Figure 6 Detail of a satellite photograph of the village on Modon on 28 April 2017. The red line indicates the position of the church of Saint Mary of the Green Valley near the seashore, and the red circle goes around the house with the embedded inscription. (Photo Google Earth).

The castle of Modon suffers from the elements: it is the place strong currents of the Ionian Sea cross even stronger currents of the Mediterranean Sea. As a result, extreme weather phenomena occur at the Modon bay with most violent winds, raging tempests and torrent rains with thunderbolts. A further demonstration of nature’s strength is the fact that the area presents a regular tectonic activity with frequent earthquakes. Thus, through the centuries and the millennia, there have been many fluctuations of the sea level and changes of the geomorphological layout of the shoreline at the Modon bay, and therefore the archaeological importance of the place is not only in the castle but also at the bottom of the sea with numerous shipwrecks containing most significant archaeological items. Furthermore, Modon also suffered from human activity.12 Military attacks, massive civil destructions and the presence of different religious beliefs had a negative impact on the archaeological, architectural and cultural inheritance of Modon.
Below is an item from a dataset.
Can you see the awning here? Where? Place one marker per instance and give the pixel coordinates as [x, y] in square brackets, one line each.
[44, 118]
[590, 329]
As far as the church of Saint Mary of the Green Valley near the seashore is concerned, the decision of the Venetian Senate on 22 August 1453 and the initiative of the papal protonotary on 15 August 1689 were meant to maintain and reinforce the Catholic worship in this church. However, until 1500, most of the inhabitants in the neighborhood around the church were Gypsies and Jews, while during the two Ottoman occupations in 1500-1686 and 1715-1828, the main neighbors of Saint Mary of the Green Valley were Orthodox Greeks. Hence, an important church of one of the leading castles by the Mediterranean Sea disappeared. What is left, is an inscription of a Catholic protonotary, reused in a house of an Orthodox Greek.



Conflicts of interest

Author declares that there is no conflict of interest.